Edaravone is a pyrazolone free-radical scavenger thought to lessen the effects of oxidative stress, which is a probable factor in ALS onset and progression.
As reported by Medscape Medical News, the drug was first approved in 2017 as an intravenous (IV) infusion to treat ALS.
Radicava ORS is self-administered and can be taken at home.
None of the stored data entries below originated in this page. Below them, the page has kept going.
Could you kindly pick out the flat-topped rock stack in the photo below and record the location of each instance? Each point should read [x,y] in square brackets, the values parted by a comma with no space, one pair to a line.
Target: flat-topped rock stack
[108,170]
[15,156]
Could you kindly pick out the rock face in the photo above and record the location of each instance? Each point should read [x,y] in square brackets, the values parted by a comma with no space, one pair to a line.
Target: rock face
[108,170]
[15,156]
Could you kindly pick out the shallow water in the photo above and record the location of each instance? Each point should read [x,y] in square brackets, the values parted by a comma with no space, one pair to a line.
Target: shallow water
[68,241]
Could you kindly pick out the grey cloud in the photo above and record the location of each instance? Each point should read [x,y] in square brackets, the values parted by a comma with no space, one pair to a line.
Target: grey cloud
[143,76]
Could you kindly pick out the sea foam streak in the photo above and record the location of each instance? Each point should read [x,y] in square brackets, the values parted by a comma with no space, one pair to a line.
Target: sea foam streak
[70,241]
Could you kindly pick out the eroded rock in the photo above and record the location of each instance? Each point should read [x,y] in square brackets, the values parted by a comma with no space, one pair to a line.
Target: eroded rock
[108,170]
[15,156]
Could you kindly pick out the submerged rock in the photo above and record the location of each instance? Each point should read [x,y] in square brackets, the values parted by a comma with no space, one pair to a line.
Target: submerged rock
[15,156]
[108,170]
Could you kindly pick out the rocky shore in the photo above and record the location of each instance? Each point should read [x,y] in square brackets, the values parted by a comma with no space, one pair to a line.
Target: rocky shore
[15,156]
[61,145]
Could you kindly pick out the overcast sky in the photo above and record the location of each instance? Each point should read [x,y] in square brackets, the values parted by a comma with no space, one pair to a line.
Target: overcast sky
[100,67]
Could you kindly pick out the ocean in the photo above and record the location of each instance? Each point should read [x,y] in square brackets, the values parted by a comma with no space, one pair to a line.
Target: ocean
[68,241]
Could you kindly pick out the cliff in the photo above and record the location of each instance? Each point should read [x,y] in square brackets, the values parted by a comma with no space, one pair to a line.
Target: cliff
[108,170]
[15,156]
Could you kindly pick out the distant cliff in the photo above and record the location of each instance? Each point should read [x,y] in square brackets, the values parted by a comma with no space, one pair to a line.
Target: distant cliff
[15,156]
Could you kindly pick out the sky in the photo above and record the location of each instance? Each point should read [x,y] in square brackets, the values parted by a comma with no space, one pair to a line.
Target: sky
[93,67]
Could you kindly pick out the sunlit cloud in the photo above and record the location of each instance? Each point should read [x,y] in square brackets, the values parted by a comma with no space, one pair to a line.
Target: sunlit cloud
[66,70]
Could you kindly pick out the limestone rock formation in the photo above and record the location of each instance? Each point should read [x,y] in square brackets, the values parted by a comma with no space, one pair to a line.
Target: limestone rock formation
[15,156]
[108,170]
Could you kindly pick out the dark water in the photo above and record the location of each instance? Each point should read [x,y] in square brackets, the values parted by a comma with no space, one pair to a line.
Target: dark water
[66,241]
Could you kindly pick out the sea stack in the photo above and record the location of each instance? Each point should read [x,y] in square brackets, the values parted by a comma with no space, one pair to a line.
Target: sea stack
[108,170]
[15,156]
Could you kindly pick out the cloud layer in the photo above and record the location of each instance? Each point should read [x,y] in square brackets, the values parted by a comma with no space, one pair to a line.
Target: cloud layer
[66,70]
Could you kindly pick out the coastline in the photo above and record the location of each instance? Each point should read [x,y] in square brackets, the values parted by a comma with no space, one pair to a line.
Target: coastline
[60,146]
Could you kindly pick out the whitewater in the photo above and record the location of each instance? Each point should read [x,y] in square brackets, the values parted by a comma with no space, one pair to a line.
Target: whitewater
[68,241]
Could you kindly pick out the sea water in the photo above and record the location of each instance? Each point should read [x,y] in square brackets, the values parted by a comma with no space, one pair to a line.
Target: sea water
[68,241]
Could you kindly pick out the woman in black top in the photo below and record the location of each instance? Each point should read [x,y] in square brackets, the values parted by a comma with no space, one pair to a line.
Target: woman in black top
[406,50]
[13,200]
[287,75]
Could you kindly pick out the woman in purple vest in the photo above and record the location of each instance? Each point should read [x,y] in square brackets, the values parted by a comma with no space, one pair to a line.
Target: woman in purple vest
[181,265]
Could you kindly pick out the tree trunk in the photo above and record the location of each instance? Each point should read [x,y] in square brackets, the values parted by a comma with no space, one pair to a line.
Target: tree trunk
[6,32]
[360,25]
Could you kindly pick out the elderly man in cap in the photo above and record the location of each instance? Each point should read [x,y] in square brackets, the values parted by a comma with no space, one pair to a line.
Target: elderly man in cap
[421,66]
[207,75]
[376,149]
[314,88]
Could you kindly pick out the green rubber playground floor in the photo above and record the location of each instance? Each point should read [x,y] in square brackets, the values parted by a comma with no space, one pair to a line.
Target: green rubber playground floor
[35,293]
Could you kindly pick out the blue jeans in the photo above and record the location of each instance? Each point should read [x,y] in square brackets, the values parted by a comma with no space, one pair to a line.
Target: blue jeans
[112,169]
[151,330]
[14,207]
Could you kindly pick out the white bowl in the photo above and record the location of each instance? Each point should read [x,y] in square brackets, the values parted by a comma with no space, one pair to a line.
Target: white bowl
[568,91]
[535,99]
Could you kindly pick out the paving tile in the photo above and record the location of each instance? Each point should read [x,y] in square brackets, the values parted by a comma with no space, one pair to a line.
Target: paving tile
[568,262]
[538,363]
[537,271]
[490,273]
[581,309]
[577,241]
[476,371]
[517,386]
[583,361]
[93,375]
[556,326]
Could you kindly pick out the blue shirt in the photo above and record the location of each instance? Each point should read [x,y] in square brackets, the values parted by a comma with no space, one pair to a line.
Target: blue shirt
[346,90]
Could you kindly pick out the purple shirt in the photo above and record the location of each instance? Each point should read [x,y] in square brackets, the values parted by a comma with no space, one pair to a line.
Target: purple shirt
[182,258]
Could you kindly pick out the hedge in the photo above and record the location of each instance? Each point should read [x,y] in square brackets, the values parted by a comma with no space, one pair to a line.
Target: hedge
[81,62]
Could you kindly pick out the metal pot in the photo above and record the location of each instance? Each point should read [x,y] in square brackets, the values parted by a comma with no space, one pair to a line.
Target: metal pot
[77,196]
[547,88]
After fasting overnight, Radicava ORS should be taken in the morning orally or through a feeding tube.
The oral version has the same dosing regimen as the original IV version, with an initial treatment cycle of daily dosing for 14 days, followed by a 14-day drug-free period and subsequent treatment cycles consisting of daily dosing for 10 out of 14-day periods, followed by 14-day drug-free periods.
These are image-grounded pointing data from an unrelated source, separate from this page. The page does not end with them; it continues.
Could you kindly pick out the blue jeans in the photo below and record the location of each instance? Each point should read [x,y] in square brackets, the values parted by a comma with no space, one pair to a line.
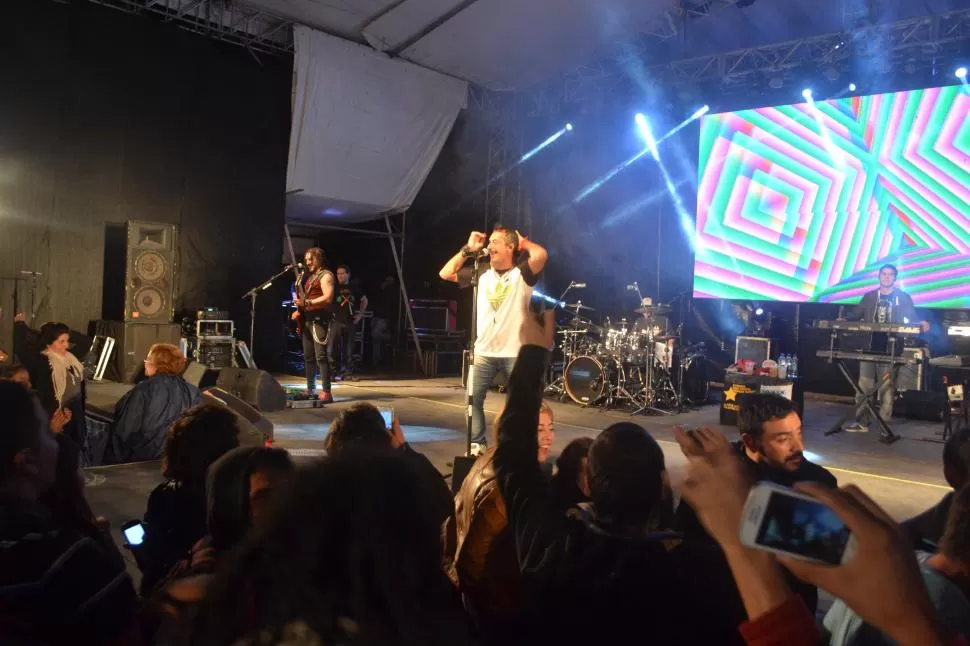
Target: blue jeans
[482,374]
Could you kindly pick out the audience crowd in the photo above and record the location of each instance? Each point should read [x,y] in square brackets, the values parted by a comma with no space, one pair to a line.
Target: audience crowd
[368,546]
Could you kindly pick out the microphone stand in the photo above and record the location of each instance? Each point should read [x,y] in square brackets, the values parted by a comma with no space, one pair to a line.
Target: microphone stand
[473,336]
[251,295]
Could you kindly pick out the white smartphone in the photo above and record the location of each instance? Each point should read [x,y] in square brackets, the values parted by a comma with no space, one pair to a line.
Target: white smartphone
[134,532]
[780,520]
[388,414]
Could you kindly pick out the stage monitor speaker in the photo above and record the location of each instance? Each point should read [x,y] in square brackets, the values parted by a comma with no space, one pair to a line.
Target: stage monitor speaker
[143,289]
[255,387]
[755,348]
[200,375]
[132,342]
[922,405]
[255,429]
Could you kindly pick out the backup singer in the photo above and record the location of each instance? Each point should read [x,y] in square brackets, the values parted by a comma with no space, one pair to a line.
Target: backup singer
[312,317]
[349,306]
[504,290]
[886,304]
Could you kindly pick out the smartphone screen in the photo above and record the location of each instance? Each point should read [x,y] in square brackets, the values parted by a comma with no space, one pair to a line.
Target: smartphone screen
[134,534]
[388,415]
[803,527]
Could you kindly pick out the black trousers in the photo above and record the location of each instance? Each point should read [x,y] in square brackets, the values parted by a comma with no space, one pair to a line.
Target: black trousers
[314,359]
[342,343]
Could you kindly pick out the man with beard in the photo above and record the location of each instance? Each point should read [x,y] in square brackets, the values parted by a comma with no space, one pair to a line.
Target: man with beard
[772,444]
[772,448]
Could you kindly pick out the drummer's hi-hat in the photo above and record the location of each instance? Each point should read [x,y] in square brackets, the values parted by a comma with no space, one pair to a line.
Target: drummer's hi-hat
[652,310]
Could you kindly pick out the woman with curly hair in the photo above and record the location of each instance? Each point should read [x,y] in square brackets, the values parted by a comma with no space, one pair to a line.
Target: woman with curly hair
[352,554]
[144,414]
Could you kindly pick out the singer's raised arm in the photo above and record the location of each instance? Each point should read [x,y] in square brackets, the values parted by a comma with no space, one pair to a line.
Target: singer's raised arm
[476,242]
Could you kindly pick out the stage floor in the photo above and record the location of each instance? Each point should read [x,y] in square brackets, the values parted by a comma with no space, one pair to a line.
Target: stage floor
[905,477]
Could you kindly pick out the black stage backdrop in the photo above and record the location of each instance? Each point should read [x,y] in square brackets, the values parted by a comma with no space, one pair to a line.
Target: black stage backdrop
[107,117]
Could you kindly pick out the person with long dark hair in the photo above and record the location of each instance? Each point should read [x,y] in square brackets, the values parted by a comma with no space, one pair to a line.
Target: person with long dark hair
[176,515]
[352,554]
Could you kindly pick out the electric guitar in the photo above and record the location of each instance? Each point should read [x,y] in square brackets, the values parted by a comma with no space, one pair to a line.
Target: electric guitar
[314,316]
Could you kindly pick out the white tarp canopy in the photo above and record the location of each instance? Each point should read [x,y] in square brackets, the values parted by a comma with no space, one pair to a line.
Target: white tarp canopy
[366,129]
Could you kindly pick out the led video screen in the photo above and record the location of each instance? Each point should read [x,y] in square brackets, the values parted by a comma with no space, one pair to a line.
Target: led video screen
[805,202]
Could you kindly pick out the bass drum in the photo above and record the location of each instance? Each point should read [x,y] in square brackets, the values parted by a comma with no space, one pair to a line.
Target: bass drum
[695,380]
[586,379]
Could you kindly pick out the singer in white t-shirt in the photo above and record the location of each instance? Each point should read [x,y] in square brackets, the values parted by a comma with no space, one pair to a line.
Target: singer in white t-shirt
[504,290]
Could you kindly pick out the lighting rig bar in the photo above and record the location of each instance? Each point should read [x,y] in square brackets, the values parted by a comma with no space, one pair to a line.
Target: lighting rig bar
[229,22]
[916,41]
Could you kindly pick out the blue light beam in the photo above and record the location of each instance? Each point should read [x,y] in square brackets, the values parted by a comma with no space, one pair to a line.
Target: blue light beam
[647,135]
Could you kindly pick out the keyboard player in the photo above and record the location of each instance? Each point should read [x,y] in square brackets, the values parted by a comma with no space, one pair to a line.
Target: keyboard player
[886,304]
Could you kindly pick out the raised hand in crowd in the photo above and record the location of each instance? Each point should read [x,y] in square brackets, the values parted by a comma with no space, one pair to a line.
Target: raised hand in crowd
[882,582]
[59,419]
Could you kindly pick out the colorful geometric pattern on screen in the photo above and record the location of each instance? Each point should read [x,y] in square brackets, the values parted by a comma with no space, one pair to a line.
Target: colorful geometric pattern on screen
[805,204]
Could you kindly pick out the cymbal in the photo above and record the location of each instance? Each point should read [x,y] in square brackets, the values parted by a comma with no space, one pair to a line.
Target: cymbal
[654,309]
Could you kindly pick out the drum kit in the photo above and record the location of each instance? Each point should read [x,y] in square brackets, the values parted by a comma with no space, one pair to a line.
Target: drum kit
[640,363]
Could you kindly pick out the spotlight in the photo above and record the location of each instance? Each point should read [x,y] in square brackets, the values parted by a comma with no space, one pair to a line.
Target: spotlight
[647,135]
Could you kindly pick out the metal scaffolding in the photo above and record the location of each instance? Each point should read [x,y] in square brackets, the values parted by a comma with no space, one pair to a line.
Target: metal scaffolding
[913,44]
[229,22]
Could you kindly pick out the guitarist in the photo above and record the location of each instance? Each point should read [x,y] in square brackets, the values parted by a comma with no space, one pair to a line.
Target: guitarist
[314,287]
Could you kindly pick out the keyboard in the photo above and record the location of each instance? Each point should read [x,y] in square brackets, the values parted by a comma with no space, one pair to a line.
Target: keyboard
[862,326]
[958,330]
[847,355]
[951,361]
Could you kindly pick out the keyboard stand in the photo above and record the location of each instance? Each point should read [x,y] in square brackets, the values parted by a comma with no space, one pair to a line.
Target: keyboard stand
[886,434]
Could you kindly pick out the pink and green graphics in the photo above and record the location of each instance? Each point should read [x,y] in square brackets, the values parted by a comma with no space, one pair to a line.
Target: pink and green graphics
[805,202]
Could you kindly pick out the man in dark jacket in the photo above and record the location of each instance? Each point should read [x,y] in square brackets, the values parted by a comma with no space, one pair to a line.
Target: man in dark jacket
[57,586]
[143,415]
[772,448]
[926,529]
[608,572]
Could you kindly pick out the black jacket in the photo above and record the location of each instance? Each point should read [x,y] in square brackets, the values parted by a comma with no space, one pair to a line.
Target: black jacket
[902,307]
[143,415]
[591,583]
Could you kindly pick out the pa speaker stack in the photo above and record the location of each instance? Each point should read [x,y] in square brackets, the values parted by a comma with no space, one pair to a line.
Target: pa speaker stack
[140,286]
Compared with the IV formation of Radicava, Radicava ORS has been shown to generate comparable levels of active drug in the bloodstream, the FDA said.
The FDA determined that IV Radicava was effective based on a 6-month clinical trial in Japan involving 137 individuals who were randomly chosen to receive either the drug or a placebo.
At 24 weeks, individuals receiving Radicava showed less decline on a clinical assessment of daily functioning compared with those receiving placebo.
The most common side effects of Radicava are bruising, problems walking, and headache.
Fatigue is also a possible side effect from Radicava ORS. Both formulations can have serious side effects associated with allergic reactions, including hives, rash, and shortness of breath.
Full prescribing information, including additional information on risks associated with Radicava ORS, is available online.
ALS is a rare disease, affecting about 16,000 people in the United States, according to the latest data from the Centers for Disease Control and Prevention.
The FDA granted Radicava ORS orphan drug status, priority review, and Fast Track designations.